# Lost sound on computer, only hear a smooth static sound.



## Lambo2428 (Dec 27, 2011)

On Dec 24th my computer was working just fine, but on Christmas day, I lost all sound on the machine. The only sound I get, is a smooth (not crackling) static sound whenever anything with sound is supposed to play. I did not install, uninstall, change any settings in the computer over the last month or so. Their is no sound from my USB connected speakers, nor my Sony sound bar which is connected with an audio jack at the front of the computer, so I know there are nothing wrong with my speakers. 

I've tried re-installing windows, but the problem persists.

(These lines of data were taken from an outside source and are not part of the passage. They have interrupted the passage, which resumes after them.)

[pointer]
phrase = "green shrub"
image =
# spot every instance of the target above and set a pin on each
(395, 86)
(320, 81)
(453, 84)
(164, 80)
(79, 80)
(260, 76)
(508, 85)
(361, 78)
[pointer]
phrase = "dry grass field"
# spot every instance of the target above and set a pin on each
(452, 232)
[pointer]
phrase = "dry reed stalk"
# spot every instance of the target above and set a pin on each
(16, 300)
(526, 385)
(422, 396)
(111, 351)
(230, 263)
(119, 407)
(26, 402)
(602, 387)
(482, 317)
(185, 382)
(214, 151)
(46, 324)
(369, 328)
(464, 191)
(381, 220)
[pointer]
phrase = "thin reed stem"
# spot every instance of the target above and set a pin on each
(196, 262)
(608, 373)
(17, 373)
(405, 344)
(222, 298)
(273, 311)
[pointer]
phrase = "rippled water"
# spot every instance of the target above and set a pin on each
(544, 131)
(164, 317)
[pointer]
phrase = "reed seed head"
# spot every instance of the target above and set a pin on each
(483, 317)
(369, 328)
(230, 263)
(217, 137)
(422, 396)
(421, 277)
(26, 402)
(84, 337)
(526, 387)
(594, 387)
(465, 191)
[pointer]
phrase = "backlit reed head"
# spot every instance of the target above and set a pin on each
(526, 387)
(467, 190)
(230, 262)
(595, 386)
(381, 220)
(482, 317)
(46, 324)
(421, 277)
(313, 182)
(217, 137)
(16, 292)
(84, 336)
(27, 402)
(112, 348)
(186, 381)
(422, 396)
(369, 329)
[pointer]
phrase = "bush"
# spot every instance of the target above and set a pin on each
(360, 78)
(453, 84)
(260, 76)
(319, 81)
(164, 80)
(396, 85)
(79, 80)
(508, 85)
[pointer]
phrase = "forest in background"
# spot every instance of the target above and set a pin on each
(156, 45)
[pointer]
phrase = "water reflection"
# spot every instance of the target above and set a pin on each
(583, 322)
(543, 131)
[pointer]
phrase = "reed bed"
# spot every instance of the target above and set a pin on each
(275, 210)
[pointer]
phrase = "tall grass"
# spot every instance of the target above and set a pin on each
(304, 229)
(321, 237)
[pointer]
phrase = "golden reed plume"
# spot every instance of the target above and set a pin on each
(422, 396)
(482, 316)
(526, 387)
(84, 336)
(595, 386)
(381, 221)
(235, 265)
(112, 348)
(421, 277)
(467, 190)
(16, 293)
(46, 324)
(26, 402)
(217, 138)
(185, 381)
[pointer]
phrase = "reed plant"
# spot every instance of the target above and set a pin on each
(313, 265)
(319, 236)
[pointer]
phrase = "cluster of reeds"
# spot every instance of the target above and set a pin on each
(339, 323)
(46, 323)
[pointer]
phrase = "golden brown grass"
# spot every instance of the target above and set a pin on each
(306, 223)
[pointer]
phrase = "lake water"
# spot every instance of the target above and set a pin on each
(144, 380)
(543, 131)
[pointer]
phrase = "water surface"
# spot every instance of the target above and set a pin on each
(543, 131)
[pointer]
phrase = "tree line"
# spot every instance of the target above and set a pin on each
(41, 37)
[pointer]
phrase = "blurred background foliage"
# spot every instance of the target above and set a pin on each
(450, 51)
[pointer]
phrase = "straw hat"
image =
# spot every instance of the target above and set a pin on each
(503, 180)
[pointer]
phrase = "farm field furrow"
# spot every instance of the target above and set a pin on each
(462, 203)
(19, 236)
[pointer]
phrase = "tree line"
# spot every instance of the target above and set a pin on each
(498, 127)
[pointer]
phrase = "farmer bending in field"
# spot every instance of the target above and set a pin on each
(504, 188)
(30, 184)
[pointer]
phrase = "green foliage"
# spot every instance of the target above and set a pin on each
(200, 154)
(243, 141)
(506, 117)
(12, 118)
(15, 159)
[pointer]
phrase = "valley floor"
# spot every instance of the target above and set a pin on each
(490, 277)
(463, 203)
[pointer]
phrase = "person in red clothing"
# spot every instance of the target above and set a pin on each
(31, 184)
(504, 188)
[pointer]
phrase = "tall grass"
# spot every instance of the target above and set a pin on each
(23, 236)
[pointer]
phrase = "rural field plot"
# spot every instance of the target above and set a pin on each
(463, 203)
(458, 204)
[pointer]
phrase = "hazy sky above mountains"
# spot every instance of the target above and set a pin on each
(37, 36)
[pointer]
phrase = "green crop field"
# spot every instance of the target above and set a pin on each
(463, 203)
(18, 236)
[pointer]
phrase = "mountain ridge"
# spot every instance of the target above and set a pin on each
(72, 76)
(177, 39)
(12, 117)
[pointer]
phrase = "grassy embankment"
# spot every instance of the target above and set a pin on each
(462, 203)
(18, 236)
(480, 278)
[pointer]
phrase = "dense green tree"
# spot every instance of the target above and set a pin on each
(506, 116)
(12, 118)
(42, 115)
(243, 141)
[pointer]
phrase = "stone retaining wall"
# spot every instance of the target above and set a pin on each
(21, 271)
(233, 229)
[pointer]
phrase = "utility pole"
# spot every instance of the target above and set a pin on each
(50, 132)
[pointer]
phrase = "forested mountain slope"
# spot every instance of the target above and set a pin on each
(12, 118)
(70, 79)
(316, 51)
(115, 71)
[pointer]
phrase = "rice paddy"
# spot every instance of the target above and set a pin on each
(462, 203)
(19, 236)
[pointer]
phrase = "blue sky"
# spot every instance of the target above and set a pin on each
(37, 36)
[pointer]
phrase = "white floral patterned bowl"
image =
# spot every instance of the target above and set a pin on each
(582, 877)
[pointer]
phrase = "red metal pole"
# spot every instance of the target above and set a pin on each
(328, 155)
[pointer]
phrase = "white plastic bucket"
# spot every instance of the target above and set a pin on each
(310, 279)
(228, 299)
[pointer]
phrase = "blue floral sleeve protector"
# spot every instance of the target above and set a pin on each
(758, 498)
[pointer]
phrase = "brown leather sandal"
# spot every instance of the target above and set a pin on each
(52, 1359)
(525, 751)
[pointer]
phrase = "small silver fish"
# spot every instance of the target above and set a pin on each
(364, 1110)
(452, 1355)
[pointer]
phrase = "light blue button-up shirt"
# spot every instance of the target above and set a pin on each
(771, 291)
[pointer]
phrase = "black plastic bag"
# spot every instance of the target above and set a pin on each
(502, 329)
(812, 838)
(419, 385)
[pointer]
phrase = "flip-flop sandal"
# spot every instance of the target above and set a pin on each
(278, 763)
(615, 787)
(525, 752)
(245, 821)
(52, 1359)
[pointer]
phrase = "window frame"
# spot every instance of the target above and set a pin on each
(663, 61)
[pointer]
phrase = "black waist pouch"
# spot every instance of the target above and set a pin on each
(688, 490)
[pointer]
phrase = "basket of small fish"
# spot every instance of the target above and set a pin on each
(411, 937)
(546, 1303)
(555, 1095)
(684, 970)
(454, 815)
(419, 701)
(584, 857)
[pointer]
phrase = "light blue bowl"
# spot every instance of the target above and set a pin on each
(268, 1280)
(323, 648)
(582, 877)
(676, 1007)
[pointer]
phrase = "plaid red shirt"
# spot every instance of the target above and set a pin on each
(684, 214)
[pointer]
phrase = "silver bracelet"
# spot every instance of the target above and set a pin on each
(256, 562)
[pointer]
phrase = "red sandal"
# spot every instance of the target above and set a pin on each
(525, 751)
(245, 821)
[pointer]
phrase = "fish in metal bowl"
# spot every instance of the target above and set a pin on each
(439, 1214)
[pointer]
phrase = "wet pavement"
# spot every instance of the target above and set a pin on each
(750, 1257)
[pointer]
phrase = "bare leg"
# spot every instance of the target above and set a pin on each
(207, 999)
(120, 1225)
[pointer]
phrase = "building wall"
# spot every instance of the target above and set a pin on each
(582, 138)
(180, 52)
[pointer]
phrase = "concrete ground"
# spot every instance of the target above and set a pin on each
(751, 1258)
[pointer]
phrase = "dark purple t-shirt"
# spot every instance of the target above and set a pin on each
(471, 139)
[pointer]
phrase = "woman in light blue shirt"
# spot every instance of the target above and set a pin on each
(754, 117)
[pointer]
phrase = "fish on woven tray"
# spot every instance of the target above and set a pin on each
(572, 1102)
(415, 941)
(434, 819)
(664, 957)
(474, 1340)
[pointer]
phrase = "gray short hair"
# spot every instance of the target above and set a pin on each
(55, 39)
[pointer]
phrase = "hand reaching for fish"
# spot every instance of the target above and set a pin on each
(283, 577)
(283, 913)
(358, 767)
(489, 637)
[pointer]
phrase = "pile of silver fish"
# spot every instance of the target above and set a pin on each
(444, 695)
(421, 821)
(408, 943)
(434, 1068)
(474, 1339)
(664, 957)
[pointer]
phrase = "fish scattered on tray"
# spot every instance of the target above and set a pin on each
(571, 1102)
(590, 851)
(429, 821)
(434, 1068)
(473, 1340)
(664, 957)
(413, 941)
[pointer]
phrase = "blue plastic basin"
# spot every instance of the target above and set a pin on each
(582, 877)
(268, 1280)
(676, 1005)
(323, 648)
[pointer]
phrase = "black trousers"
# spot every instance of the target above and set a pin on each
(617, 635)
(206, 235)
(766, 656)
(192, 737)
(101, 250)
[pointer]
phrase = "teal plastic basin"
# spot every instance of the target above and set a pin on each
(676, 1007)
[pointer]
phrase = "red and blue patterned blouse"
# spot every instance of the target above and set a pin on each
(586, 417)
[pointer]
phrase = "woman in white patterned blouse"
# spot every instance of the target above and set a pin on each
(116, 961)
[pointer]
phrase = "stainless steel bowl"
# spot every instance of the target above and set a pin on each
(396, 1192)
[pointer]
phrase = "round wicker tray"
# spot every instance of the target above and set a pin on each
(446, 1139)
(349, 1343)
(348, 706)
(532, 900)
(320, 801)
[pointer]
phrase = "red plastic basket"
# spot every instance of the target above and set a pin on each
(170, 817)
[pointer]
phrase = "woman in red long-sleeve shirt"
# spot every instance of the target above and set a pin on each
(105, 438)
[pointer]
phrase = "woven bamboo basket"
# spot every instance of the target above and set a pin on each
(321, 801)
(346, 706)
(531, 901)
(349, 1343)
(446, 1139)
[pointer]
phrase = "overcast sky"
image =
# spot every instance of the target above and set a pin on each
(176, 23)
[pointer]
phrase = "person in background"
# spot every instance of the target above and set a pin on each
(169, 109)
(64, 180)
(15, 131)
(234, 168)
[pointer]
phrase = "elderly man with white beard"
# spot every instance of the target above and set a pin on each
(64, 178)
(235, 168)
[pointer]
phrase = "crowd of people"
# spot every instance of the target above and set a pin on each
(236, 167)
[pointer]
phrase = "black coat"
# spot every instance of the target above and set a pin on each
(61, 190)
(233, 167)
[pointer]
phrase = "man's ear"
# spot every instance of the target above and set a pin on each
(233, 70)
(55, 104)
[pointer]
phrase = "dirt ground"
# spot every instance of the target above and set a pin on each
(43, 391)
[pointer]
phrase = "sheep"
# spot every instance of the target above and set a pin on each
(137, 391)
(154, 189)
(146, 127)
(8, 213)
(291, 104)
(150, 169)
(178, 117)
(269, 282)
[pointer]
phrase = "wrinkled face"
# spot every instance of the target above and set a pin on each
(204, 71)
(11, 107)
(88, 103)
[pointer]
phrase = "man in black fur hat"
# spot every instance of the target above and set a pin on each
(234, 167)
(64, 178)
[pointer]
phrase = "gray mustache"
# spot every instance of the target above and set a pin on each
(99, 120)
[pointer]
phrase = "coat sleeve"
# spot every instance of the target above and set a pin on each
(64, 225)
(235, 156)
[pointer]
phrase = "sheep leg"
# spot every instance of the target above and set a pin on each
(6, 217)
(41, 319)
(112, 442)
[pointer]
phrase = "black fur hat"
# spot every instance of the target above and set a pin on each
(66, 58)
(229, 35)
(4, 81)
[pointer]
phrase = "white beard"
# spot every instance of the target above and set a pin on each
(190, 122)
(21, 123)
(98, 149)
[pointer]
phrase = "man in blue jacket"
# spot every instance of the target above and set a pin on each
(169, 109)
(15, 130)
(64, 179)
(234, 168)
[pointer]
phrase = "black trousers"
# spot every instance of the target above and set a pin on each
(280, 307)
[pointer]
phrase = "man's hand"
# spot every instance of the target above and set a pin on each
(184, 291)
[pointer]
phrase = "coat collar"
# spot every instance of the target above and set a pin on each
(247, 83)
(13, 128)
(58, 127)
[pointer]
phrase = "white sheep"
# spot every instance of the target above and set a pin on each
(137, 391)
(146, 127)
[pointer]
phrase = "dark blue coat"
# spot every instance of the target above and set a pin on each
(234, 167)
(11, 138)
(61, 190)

Windows doesn't even recognize an audio issue, so I think it may be a hardware issue. I tried re-installing the CM6501 audio drivers that came with the motherboard, and that doesn't work either.

Here are my computer specs:

Antec 900 case
Windows 7 home 
Asus M2N E Sli Motherboard with on board audio
amd 5600 dual core
2X western digital 500gb hard drive
Samsung dvd RW drive

I am completely stumped about what to do, please help me.
:banghead:


----------



## tosh9i (Aug 3, 2006)

Try using some headphones and see if you can get sound from that.


----------



## Lambo2428 (Dec 27, 2011)

Tried that, plus my sound bar was also connected through the headphone jack with no success either.


----------



## tosh9i (Aug 3, 2006)

unplug all the sound devices, speakers, sound bar etc. Then try plugging your headphones to the back of your computer into the sound card. If you case also has a place to plug it in the front then try that as well.


----------



## Lambo2428 (Dec 27, 2011)

Just tried the headphones again on the front jack and the sound card jack with everything else unplugged, no change.


----------



## tosh9i (Aug 3, 2006)

does the sound card appear in device manager?


----------



## Lambo2428 (Dec 27, 2011)

Lambo2428 said:


> Just tried the headphones again on the front jack and the sound card jack with everything else unplugged, no change.


I have on board audio from my motherboard. When I'm in device manager, I see Pnp audio device, that's it.


----------



## tosh9i (Aug 3, 2006)

when you reinstalled the driver, did you install an old version or the latest one?


----------



## Lambo2428 (Dec 27, 2011)

tosh9i said:


> when you reinstalled the driver, did you install an old version or the latest one?


I installed the one that originally came with the motherboard. It's on a disc.


----------



## tosh9i (Aug 3, 2006)

Try this:

ASUSTeK Computer Inc.-Forum- Driver CM6501 Windows 7 SOLVED!


----------



## Lambo2428 (Dec 27, 2011)

Tried those drivers, didn't work.


----------



## tosh9i (Aug 3, 2006)

did it basically that it was incompatible or did it just not make a difference?


----------



## Lambo2428 (Dec 27, 2011)

tosh9i said:


> did it basically that it was incompatible or did it just not make a difference?


I uninstalled the previous driver set, restarted, then installed the one from the link you posted. When the computer restarted, the first thing I heard was more static from where the windows 7 chime should be.


----------



## tosh9i (Aug 3, 2006)

for the record, do you just hear more static when you play some videos or mp3?


----------



## Lambo2428 (Dec 27, 2011)

During a video the static lasts as long as the video has audio.


----------



## tosh9i (Aug 3, 2006)

I doubt that this will make a difference, but it's worth a try, install this:

K-Lite Mega Codec Pack Free Download and Reviews - Fileforum


----------



## Lambo2428 (Dec 27, 2011)

tosh9i said:


> I doubt that this will make a difference, but it's worth a try, install this:
> 
> K-Lite Mega Codec Pack Free Download and Reviews - Fileforum


I already have CCCP which I've used since I built this computer back in 2007. I'm going to have to try buying a legit sound card for my machine and see what happens. This is the first time I couldn't solve an issue of this nature by reformatting it, so I hope a new sound card does the trick. Is there anything I need to know about finding a compatible card for my motherboard?


----------



## tosh9i (Aug 3, 2006)

not really, just about any sound card will do.


----------



## Lambo2428 (Dec 27, 2011)

tosh9i said:


> not really, just about any sound card will do.


I just ordered the Creative Sound Blaster Audigy SE 7.1 Channels PCI Interface Sound Card.


----------